The Human Cost of your iPhone - sonabinu
http://sharepowered.com/see-the-human-cost-of-your-iphone-and-it-will-shock-you/#

======
MetaCosm
This is only one step in the chain. As sad as is it -- it gets much worse on
the far ends of the process. Collection of raw materials and disposal (read:
"recycling") of old electronics are much worse.

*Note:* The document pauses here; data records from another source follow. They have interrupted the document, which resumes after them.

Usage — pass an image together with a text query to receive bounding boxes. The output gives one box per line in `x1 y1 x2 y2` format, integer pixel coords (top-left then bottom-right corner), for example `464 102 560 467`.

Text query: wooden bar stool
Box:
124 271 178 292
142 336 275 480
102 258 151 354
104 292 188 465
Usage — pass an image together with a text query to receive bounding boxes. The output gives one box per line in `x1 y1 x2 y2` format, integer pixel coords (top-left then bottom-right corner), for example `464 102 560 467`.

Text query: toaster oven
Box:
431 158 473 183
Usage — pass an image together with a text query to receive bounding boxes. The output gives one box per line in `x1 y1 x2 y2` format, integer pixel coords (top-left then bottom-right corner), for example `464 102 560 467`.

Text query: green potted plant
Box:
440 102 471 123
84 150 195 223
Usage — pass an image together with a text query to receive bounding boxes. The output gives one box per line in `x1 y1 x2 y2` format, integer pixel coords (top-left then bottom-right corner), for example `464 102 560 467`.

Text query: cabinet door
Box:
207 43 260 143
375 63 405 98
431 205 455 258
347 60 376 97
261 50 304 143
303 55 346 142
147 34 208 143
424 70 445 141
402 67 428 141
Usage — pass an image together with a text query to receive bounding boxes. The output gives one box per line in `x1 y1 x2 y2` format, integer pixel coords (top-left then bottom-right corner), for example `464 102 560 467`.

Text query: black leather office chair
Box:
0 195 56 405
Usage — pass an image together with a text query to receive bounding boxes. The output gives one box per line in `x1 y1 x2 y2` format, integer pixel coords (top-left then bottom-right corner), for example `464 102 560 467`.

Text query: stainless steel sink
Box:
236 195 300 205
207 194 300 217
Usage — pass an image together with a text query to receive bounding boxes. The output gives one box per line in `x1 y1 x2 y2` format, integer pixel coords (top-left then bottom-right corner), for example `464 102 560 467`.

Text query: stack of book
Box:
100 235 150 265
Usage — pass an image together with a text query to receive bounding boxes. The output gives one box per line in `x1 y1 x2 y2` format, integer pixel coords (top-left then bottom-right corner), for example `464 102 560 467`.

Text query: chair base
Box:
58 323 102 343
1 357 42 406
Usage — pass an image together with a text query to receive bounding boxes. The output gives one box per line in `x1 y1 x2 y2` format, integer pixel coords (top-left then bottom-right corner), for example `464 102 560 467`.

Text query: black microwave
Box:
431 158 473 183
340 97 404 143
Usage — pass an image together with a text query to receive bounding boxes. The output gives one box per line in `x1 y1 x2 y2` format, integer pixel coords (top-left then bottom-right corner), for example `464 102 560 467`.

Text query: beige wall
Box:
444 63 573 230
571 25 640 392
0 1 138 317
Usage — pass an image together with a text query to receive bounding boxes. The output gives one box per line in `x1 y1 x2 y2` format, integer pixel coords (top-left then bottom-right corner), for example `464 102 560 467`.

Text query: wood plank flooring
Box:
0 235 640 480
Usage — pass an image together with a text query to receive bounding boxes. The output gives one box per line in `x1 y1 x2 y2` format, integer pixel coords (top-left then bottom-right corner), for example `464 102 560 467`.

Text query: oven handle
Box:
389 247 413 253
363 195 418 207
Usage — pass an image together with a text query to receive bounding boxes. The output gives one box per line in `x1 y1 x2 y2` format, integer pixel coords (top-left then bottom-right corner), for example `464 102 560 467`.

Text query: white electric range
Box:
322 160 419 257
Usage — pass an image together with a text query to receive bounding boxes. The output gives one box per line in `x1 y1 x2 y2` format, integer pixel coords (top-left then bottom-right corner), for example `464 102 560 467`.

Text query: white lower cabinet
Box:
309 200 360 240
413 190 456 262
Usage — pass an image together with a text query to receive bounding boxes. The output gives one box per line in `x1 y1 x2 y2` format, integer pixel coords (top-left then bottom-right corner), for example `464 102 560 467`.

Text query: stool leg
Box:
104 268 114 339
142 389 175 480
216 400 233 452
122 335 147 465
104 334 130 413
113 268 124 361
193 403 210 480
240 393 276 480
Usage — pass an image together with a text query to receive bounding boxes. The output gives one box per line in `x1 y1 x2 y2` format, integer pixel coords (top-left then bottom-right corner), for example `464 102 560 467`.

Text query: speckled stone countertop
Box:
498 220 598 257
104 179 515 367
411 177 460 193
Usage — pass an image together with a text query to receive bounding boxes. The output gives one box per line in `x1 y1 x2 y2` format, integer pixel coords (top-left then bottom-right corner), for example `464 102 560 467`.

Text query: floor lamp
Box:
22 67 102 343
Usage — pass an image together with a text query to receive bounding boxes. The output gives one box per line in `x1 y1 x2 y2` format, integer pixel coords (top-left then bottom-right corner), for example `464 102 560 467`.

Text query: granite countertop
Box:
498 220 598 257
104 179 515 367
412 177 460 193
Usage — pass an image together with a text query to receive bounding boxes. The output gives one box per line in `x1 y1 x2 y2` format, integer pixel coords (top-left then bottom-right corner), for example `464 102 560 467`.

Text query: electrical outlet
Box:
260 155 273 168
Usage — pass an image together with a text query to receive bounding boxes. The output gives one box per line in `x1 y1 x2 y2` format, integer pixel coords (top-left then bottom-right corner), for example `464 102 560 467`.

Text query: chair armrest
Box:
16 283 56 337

Years ago me and some friends just did back of a napkin calculations about the
number of human deaths that could be attributed to our consumption of devices
and materials -- and it was sobering.

Sadly, not sobering enough for me to do anything about it. I try to minimize
my possessions now, but not for a cause -- it is more of a lifestyle thing and
I enjoy it.

The problem is so huge and stark and overwhelming it is hard to know where to
start in our society governed by large state actors. I do donate to efficient
charities, try not to be evil -- but that is about the net of my efforts on
the subject.

------
Nerdfest
This doesn't take into account the future Apple is trying to push with iOS
where they have control over what you are a'allowed' to run on your phone.
Loss of freedom is an important issue and without competition to keep them
somewhat in check the future would be quite bleak

------
pan69
Like they say in the video, ultimately only the big brands will be able to
solve this problem. However, it's up to us as consumers to to put pressure on
the brands who's products we buy.

------
ogdenyogly
This is something that concerns me greatly... does our high standard of living
require others to be miserable to maintain?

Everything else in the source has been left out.